I was really annoyed

I left

I probably went to the pub

But I no doubt didn’t drink as I wanted to carry on my weight loss in preparation for the Bariatric Surgery.

Obviously all the while the saga of my leg was carrying on, I was also becoming more involved with the events leading up to the bariatric procedure. Next I will go back to this part of the story and give you my first instalment of the road to the rest of my life which along the way will eventually pass by an operation on my knee.
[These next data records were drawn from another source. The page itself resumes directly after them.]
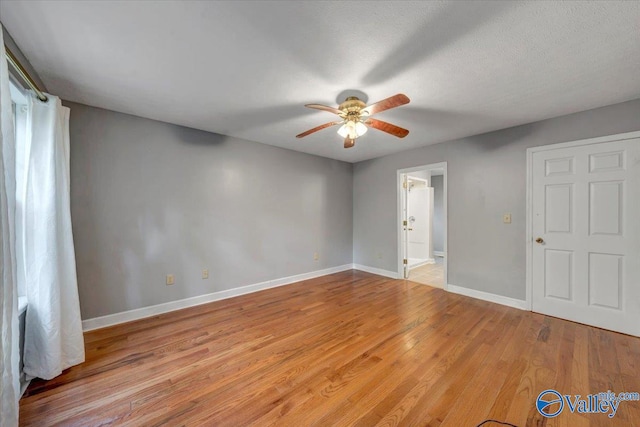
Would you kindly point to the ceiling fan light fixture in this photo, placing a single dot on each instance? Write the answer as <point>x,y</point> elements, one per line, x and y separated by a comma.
<point>352,129</point>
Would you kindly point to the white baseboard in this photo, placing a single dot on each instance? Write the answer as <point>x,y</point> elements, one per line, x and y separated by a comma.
<point>498,299</point>
<point>378,271</point>
<point>141,313</point>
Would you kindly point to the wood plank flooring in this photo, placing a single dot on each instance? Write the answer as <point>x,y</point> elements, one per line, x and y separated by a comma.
<point>346,349</point>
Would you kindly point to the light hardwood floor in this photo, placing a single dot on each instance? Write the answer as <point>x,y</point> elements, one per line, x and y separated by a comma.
<point>346,349</point>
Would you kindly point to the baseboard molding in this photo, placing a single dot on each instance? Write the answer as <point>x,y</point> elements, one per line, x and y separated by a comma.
<point>378,271</point>
<point>141,313</point>
<point>498,299</point>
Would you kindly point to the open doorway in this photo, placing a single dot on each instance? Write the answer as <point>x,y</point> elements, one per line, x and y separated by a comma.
<point>422,236</point>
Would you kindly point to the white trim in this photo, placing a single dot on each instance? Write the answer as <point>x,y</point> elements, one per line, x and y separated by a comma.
<point>529,189</point>
<point>429,167</point>
<point>421,263</point>
<point>485,296</point>
<point>378,271</point>
<point>141,313</point>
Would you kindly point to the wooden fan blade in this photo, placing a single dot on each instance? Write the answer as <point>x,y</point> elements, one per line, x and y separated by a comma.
<point>387,127</point>
<point>325,108</point>
<point>317,128</point>
<point>385,104</point>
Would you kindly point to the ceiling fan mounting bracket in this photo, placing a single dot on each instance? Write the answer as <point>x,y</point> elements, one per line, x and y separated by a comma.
<point>352,105</point>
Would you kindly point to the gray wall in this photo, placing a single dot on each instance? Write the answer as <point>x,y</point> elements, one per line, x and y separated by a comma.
<point>486,178</point>
<point>150,198</point>
<point>11,44</point>
<point>437,182</point>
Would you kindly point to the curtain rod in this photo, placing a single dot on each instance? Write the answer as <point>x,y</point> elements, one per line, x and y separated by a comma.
<point>15,64</point>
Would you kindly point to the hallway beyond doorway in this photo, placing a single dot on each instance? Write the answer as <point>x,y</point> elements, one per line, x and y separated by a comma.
<point>429,274</point>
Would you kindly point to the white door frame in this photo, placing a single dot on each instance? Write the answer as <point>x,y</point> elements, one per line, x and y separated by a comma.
<point>529,214</point>
<point>399,228</point>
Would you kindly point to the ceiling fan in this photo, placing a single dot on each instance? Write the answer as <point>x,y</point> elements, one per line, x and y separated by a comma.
<point>355,117</point>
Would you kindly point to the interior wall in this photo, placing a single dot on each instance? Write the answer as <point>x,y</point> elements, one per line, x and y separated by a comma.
<point>150,199</point>
<point>486,178</point>
<point>437,182</point>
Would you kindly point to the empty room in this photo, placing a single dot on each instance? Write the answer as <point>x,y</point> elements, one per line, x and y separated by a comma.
<point>320,213</point>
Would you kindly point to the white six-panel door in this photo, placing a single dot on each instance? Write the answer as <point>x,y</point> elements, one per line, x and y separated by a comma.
<point>585,225</point>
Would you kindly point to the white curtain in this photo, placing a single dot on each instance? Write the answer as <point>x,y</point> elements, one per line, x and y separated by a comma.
<point>9,356</point>
<point>53,331</point>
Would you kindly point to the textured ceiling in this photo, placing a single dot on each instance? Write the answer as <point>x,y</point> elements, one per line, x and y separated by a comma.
<point>247,68</point>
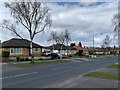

For now, I will just limp a bit awkwardly, smile , grin and bear it 🙂

18 thoughts on “And A Jousting We Will Go…OW!

  1. Stephanae V. McCoy says:

    I read an article not too long ago that talked about some of the most unnecessary tests ordered by doctors and pre-op was near the top of the list. Back when I was having eye surgeries I wondered why I needed an EKG and other tests but wrongly assumed the doctor knew what he was doing only to find out later on that for this particular type surgery it wasn’t really required. I think the bottom line of course had to do with money and insurance.